At first glance this might seem counter-intuitive in this day and age when we all are bombarded day and night with bright shiny objects demanding our attention: “BUY ME!” and “BUY MORE” and “SALE! SALE! SALE!” Everywhere we turn we are encouraged to buy the latest, greatest, newest, most fashionable “this and that,” and of course all of the newest, greatest, and most fashionable stuff is different from one season to the next. So whatever great, amazing, and hottest thing you bought last month is probably really old and boring by now. So BUY MORE!
According to the article from CNET: “Tidying Up” is not your average American phenomenon. Deceptively innocuous, it is ushering an array of un-American philosophies to the American television mainstream: declutter your life, be thankful for the home you have, practice gratitude. In a country filled with overstuffed garages and increasingly excessive home makeover shows — think “Fixer Upper,” or “Extreme Home Makeover,” or even “Hoarders” — “Tidying Up” preaches humility, and the idea that we should tidy our homes to show ourselves and our living spaces respect.”

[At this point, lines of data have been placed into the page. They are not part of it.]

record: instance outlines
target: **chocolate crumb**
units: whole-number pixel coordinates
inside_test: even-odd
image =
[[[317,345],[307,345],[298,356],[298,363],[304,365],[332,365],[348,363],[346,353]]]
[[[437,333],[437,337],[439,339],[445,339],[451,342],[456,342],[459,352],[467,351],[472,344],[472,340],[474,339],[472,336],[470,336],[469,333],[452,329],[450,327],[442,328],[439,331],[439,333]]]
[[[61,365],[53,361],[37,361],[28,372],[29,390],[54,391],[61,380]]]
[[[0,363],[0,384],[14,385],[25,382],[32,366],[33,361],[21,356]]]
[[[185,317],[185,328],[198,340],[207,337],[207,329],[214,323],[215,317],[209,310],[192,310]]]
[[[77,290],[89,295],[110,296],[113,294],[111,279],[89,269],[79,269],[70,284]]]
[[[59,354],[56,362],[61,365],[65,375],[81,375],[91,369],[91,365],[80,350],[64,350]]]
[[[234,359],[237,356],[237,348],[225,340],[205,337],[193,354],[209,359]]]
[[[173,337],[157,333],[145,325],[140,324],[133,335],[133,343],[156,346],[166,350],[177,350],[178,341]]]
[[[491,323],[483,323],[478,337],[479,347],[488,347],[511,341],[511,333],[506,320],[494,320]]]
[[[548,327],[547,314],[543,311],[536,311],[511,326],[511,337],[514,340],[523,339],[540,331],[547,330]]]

So whether you want to follow Marie Kondo on a journey of “Tidying Up,” or if you just want to jump in and do it the old-fashioned way, tidying up is a good way to make peace with your home. Last year we had a flood in our laundry room. It was a mess! But in the end, it pushed us to replace some old flooring and carpeting that we were planning to do, but just hadn’t gotten around to it. Actually, we didn’t have the money to do it, so when the flood destroyed a bunch of stuff, our insurance covered the cost of some of the renovations we already had planned. In the end it was a good thing, but while we were in the middle of fixing stuff, it was miserable.
Now we have a few more home improvement projects we want to tackle this spring, so for now I’m focusing on making sure that I tackle the tidying up projects that need my attention so that we’ll be ready for the big projects. This week, the pantry cupboard needs to be reorganized. It’s a baby step, but it is a step in the right direction. How about you? Have you tried “Tidying Up,” or do you just do what I do and roll up my sleeves and tidy up . . . I can’t quite figure out whether some of this stuff “sparks joy” or not. Like noodles. Or underwear. Or dish soap. I guess you could say that stuff “sparks joy” so I guess I better keep a few noodles, underwear, and dish soap. And probably socks. Other than that, I’ll let you know. I would love to hear about your “tidying up” journey, that is if you decide to start down that path. It will be interesting!